Deon Muir
- Full name: Deon David Muir
- Born: 13 May 1973 (age 53) Rotorua, New Zealand
- Height: 6 ft 2 in (188 cm)
- Weight: 233 lb (106 kg)

Rugby union career
- Position: No. 8

Provincial / State sides
- Years: Team / Apps / (Points)
- 1995–02: Waikato / 101 / (210)

Super Rugby
- Years: Team / Apps / (Points)
- 1996: Crusaders / 4 / (0)
- 1997–02: Chiefs / 33 / (25)

= Deon Muir =

New Zealand rugby union player (born 1973)

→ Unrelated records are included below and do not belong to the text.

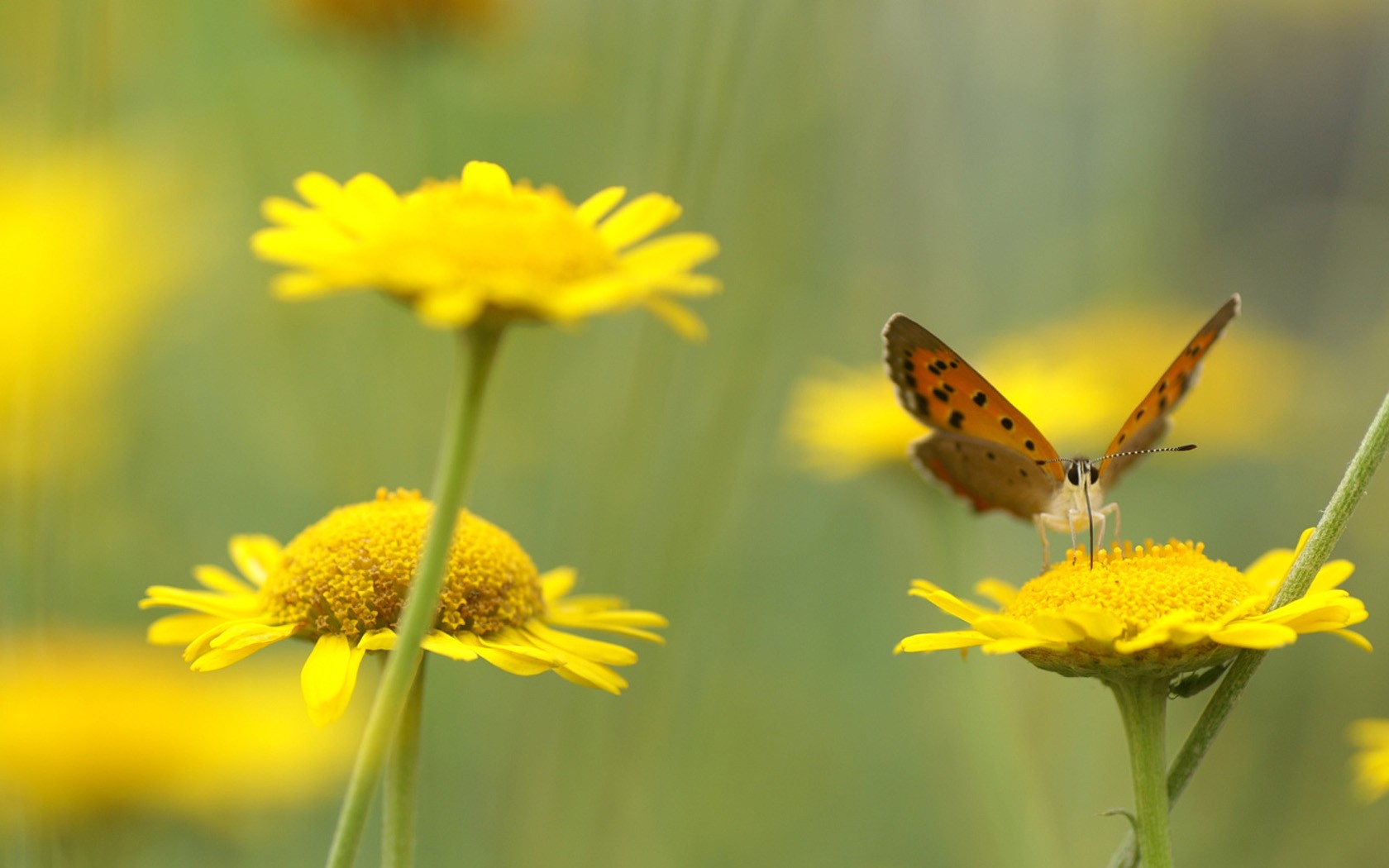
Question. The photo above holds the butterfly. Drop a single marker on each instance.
(988, 451)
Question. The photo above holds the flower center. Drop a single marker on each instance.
(1138, 585)
(351, 571)
(500, 242)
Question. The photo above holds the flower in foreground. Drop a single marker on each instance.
(343, 581)
(1372, 764)
(1143, 612)
(126, 731)
(846, 421)
(481, 245)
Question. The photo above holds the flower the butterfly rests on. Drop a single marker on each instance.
(988, 451)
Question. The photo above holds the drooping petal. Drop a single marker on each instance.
(330, 677)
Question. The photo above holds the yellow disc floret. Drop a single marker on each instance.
(1138, 584)
(351, 573)
(1143, 592)
(1143, 612)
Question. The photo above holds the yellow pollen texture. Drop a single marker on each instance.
(351, 571)
(1138, 585)
(529, 236)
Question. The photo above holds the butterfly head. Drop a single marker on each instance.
(1081, 471)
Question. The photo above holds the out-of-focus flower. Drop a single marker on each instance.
(394, 18)
(95, 723)
(82, 275)
(343, 581)
(459, 250)
(1076, 379)
(1143, 612)
(1372, 764)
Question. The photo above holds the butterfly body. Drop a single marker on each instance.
(986, 451)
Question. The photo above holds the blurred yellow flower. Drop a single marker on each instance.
(1143, 612)
(399, 17)
(126, 729)
(81, 281)
(1076, 379)
(847, 421)
(1372, 764)
(342, 584)
(460, 249)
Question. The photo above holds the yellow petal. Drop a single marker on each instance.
(1254, 635)
(941, 642)
(596, 207)
(181, 629)
(637, 218)
(485, 179)
(328, 678)
(255, 556)
(216, 578)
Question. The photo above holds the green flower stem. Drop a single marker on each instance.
(1332, 524)
(477, 351)
(1143, 707)
(398, 816)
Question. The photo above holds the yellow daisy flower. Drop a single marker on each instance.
(1078, 392)
(394, 18)
(1372, 764)
(128, 731)
(1143, 612)
(342, 584)
(460, 249)
(81, 285)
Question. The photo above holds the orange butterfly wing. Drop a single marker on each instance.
(1148, 422)
(942, 390)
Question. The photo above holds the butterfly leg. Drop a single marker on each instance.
(1100, 518)
(1039, 520)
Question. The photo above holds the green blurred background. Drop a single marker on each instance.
(982, 167)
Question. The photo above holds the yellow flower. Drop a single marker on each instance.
(1372, 764)
(79, 284)
(1143, 612)
(460, 249)
(343, 581)
(1076, 379)
(847, 421)
(396, 18)
(126, 729)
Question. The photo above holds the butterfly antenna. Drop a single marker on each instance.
(1143, 451)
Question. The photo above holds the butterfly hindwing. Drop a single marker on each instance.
(942, 390)
(986, 474)
(1149, 421)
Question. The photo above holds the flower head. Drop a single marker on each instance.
(1372, 764)
(1143, 612)
(482, 245)
(81, 284)
(126, 729)
(342, 584)
(398, 18)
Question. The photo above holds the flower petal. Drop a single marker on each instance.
(485, 179)
(330, 677)
(255, 556)
(637, 220)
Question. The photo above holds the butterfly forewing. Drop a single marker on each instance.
(942, 390)
(1148, 422)
(990, 475)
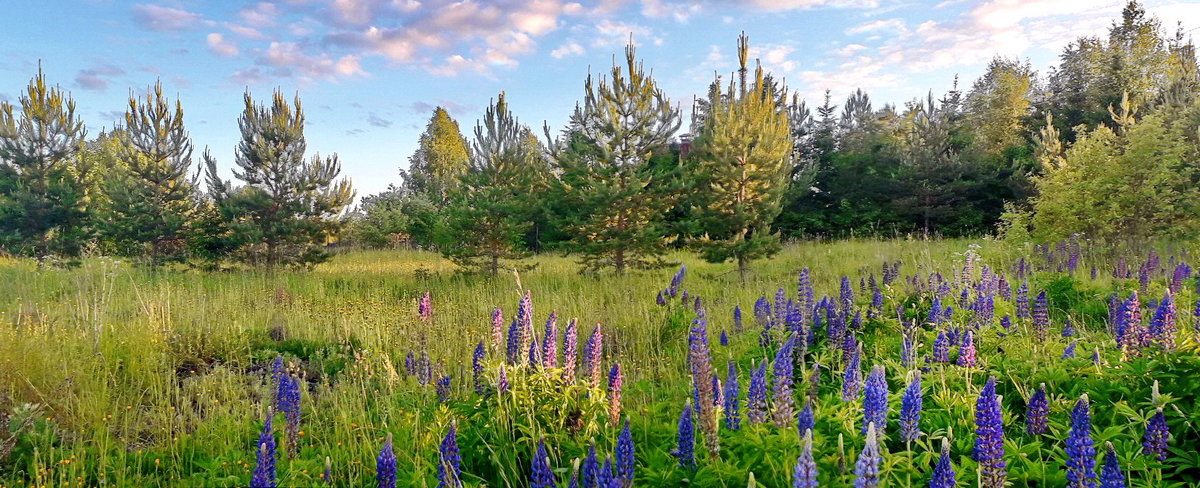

Deon David Muir (born 13 May 1973) is a New Zealand former professional rugby union player.

==Biography==
Muir was born in Rotorua and educated at St Stephen's School outside Auckland.

===Rugby career===
A number eight, Muir led the Chiefs during the 2001 and 2002 Super 12 seasons, earning New Zealand rugby's "Super 12 Player of the Year" award for his captaincy efforts in his first year in charge. He spent his entire provincial career with Waikato and was captain for part of their 21 successive Ranfurly Shield defences. In 2002, Muir became the 20th Waikato player to reach 100 games in their NPC semi-final win over Otago, then left at the season's end to play rugby with Japanese club Sanix. He played seven years with the Fukuoka-based club before retiring in 2008.